Personally, I think this proposal is potentially interesting as a possible (3rd party) library, offering a different way to do “background tasks”, but it’s currently far too under-specified. And it stands no chance in its current form of being accepted as a language feature. Quite apart from the unclear specification, which itself would be enough to kill it, threads in Python are currently implemented by library code, not by language constructs. I can’t see this being the mechanism that gets chosen as the fundamental (i.e., language-level) interface to threads.


  1. Although undefined results like “it might be 2 or 5” are usually not acceptable. ↩︎

3 Likes

In Tcl with trace add variable you can register a command that will be executed when the specified variable is accessed in the specified way (read, write, unset or array operations). But Tcl’s model of data and variables is very different from Python’s. You need a different language to make it working literally like you wrote it, you can’t just make few local changes in the parser and interpreter.

4 Likes

It sounds as though you’re looking for an implementation of the observer pattern in Python. While observing module-level variables might be awkward, writing code to observe attributes on instances of a class is definitely feasible.

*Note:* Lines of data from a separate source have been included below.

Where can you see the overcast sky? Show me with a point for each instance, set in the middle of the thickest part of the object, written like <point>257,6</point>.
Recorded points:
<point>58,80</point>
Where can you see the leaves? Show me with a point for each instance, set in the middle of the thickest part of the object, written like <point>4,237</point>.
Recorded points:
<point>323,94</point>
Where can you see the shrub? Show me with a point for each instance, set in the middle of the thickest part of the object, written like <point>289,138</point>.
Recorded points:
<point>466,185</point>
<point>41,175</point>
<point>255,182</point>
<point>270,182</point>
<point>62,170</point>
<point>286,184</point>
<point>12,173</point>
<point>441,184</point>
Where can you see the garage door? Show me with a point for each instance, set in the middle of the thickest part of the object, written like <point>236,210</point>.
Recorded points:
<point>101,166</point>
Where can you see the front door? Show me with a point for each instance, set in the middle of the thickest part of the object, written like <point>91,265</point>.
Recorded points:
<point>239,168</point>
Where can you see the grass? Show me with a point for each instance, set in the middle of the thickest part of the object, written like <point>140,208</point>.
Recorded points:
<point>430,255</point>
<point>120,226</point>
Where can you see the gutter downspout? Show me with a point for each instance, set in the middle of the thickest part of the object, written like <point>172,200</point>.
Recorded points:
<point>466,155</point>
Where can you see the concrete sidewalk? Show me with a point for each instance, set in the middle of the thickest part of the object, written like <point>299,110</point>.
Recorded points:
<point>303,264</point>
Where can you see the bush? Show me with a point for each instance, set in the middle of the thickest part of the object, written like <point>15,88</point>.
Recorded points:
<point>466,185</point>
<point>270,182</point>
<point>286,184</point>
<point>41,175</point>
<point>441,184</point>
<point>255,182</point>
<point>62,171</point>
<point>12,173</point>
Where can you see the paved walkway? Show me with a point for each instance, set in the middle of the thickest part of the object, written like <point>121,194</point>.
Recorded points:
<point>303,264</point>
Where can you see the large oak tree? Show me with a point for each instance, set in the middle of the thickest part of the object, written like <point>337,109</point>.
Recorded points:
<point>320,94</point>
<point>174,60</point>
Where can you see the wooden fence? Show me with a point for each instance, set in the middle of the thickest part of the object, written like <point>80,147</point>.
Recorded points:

For example, given suitable definitions of ICanHazObservableAttributes and Int, you can do this:

from time import sleep


class ClassWithI(ICanHazObservableAttributes):
    #: i is an observable attribute on instances of this class.
    i = Int(0)


# Create an observer that reacts to changes in i. In this case, it simply
# prints a message when i becomes 3.
def handle_i_change(event):
    if event.new == 3:
        print("i is now equal to 3")


# Create an instance, and register the observer for that instance.
obj = ClassWithI()
obj.observe(handle_i_change, "i")


# Now changing i to 3 issues the message.
print("Before i change")
sleep(2)
obj.i = 3
print("After i changed")

with output:

Before i change
i is now equal to 3
After i changed

Incidentally, the observers could be invoked synchronously - no need for extra threads (just like there are no extra threads involved when using useEffect in React). Or they could be scheduled as tasks on the asyncio task queue. Or they could, if you really wanted them to, be run in new threads, but extra threads aren’t necessary here.

There are existing libraries that already implement this sort of thing: traits, traitlets, param and atom are examples. (Spoiler: the above is actual working code, minus a first line that looks like: from traits.api import HasTraits as ICanHazObservableAttributes, Int.)

7 Likes

Tkinter has a Variable class with subclasses for string, integer, double, and boolean values. .trace_xyz methods define, add, and remove callback functions that are invoked which the Variable instance is read, written, or unset. The best doc I know of is the tkinter.py source.